Quand Mme Badi affirme que les femmes sont exclues pour leurs signes extérieurs de religiosité, oublie-t-elle sciemment que ceux qui sont au pouvoir aujourd’hui sont islamistes, et par conséquent, ce sont eux qui s’opposent à la présence de la femme dans la politique? Le récent scandale de la chargée d’affaires en Finlande en est un exemple. Oublie-t-elle ou fait-elle semblant d’oublier que dans le gouvernement formé par Mr Laarayedh, il n’y qu’une seule femme ministre et deux secrétaires d’État? Qu’a-t-elle fait, elle, en tant que ministre pour promouvoir le statut de la femme et leur faciliter l’accès aux postes de décision ?
En affirmant cela, Mme Badi passe outre les véritables raisons qui empêchent la femme d’accéder aux postes de décision, à savoir une société misogyne et une mentalité séculaire, les conditions économiques, les devoirs familiaux et conjugaux qui l’accablent et entravent son émancipation et on en passe .
Aussi, cette déclaration est sujette à interprétation: celles qui sont aux postes de décision, les femmes qui accèdent au pouvoir, sont-elles pour autant des femmes « légères » puisqu’elles n’ont pas choisi l’islam, ni le voile et encore moins le niqab?
Cette déclaration n’est encore une fois qu’une tentative d’enjôler l’assistance, et au-delà d’elle, les femmes voilées, et de renforcer le clivage dans la société tunisienne. Ne pouvant faire table rase de son passé nahdhaoui, Mme Badi, ministre du CPR, très controversée et reconduite par Mr Larrayedh, ne rate aucune occasion pour s’aligner sur les positions des islamistes.

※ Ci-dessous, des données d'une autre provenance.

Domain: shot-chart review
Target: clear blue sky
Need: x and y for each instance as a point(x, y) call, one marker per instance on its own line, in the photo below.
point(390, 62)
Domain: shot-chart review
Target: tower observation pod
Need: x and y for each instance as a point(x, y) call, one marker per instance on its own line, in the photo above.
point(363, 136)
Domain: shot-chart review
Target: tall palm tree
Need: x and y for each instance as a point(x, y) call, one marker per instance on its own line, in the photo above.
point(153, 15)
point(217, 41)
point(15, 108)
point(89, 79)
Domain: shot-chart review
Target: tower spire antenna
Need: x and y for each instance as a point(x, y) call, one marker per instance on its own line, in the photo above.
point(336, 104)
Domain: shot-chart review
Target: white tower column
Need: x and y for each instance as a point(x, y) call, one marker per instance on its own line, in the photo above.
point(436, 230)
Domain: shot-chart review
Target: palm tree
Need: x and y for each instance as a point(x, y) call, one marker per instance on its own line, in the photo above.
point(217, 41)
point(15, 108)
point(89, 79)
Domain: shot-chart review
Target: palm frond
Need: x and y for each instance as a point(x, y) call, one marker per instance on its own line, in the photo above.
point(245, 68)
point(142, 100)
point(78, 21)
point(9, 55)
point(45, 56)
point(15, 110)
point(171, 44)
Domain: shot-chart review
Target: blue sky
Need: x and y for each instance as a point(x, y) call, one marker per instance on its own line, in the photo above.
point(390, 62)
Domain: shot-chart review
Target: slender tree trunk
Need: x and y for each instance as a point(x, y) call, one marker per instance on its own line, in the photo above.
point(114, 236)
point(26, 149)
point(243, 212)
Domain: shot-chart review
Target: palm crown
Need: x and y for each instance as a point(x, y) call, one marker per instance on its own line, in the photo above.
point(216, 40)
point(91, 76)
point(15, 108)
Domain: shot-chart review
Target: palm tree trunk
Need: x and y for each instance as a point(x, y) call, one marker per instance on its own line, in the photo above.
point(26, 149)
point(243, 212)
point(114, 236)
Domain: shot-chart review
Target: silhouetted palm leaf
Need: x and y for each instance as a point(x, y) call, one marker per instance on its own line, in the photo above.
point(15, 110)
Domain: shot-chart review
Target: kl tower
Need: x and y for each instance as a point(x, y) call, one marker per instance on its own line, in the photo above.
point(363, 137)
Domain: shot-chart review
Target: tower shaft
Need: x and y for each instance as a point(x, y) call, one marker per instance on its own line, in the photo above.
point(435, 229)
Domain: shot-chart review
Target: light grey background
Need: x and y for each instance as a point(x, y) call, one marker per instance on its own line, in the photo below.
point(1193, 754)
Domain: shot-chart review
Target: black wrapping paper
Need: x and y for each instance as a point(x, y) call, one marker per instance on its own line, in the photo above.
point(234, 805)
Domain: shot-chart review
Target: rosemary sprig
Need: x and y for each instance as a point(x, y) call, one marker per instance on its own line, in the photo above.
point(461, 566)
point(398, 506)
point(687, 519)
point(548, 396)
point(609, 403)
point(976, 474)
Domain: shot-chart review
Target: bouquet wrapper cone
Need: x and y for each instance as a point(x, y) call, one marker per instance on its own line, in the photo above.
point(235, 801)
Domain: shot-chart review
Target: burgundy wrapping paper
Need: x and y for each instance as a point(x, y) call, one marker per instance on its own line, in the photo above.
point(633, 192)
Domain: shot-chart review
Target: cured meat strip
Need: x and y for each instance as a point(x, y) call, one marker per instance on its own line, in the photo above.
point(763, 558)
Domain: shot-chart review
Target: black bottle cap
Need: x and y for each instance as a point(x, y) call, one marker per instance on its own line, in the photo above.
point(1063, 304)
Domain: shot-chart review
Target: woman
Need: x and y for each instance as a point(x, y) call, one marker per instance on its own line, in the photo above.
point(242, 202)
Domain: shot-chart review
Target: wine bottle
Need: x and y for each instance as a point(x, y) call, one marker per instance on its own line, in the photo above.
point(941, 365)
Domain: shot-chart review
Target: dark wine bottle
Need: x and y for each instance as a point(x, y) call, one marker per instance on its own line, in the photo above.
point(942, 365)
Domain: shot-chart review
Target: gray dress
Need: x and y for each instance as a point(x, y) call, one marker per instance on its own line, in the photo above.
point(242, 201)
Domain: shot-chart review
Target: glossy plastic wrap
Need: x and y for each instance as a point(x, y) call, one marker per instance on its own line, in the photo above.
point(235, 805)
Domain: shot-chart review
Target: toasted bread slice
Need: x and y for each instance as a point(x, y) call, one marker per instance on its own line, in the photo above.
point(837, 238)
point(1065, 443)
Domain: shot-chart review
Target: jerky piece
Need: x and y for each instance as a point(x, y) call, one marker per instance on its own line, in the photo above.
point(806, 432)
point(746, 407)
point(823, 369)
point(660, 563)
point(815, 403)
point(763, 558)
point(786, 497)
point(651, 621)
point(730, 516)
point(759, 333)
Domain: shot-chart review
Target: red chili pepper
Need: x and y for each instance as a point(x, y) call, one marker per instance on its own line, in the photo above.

Sa dernière « exhibition » sur l’avenue Habib Bourguiba lors de la manifestation de soutien à la légitimité organisée par Ennahdha n’est pas encore digérée que Mme Badi récidive.
Au lendemain de la Journée internationale de la femme, c’est une triste journée pour les femmes tunisiennes, insultées dans leur intelligence par leur propre ministre, scindées encore une fois en modernistes et conservatrices, et malmenées par un député de l’Assemblée constituante qui clame haut et fort que l’excision des filles relève de l’esthétique.